Read more about typography in web.dev.

More web accessibility improvements

Above you saw many aspects of a web page that you can improve, providing a better experience for all users, especially those with permanent or temporary disabilities. And of course there are other elements that you can also take into consideration, like ARIA, forms, animation, video and audio, for example. So I strongly suggest you take a look at web.dev and MDN documentation to learn more about it.

How to mesure web accessibility

The sooner accessibility is assessed the better, so if you are starting a new project I suggest you plan to apply at least the web accessibility best practices I mentioned in the previous section. Otherwise, it’s best to group the improvements you need to apply and find the best way to do so based on the specifics of your existing project.

There are many ways to mesure web accessibility, from checklists to online tools and browser extensions:

Web Accessibility Evaluation Tools List by W3C
Web Accessibility Checklist by A11Y Project
WC3 Web Accessibility Checklist
Automated Tools for Testing Accessibility by Harvard University

Resources for learning about web accessibility

There are many ways to build a successful accessible website, and a good start is to follow the international Web Content Accessibility Guidelines (WCAG) created and maintained by the W3C. Because they are an extensive documentation, you can firstly learn WCAG 2 at a Glance, that combine different grouped guidelines.

Mozilla’s MDN is another great resource for learning about web accessibility and is sure to provide all the knowledge you need to improve websites and applications, making them accessible to everyone.

The Google team, through web.dev, also offers an easy-to-understand course on web accessibility, where you will find several examples and practical suggestions on how to apply them.

Utah University also has a great project called WebAIM full of articles to learn about web accessibility.

At least but not least, I found a website called Monsido, which also has good explanations on the subject.
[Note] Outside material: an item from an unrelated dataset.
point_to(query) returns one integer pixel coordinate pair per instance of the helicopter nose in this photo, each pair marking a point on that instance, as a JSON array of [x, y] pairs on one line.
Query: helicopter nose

References on web cccessibility

Disability by World Health Organisation
Accessibility Fundamentals Overview by W3C
What is accessibility? by MDN
Introduction to Web Acessibility by Monsido
Learn Accessibility by web.dev
Accessibility Principles

Videos on Youtube

Enhancing visual design with web accessibility by WebFlow
Accessibility vs. Inclusive Design by NNGroup
The Internet’s Accessibility Problem — and How To Fix It by Clive Loseby on TED
Web Accessibility: ADA Compliance Tips to Design for All Users (FREE Checklist!) by HubSpot Marketing
Accessibility – The State of the Web by Chrome for Developers

Conclusion

Web accessibility is how to create websites for everyone and should not be an option, on the contrary, it is non-negotiable when it comes to web pages.

“Accessibility is essential for developers and organisations that want to create high-quality websites and web tools, and not exclude people from using their products and services.” – W3C

There are several types of disabilities such as low vision, blindness, depth, autism, dyslexia, difficulty producing sound, and many others, and all of them must be taken into consideration when developing a web page, and certainly the set of strategies for Improving web accessibility will also depend on the type of project, industry and government laws.

By following at least some of the suggestions I left in this article, your web project will certainly provide a much better user experience for everyone in different contexts. Also, I really recommend that you take a look at all the links I’ve added throughout this article as they provide more information that can guide you through this process.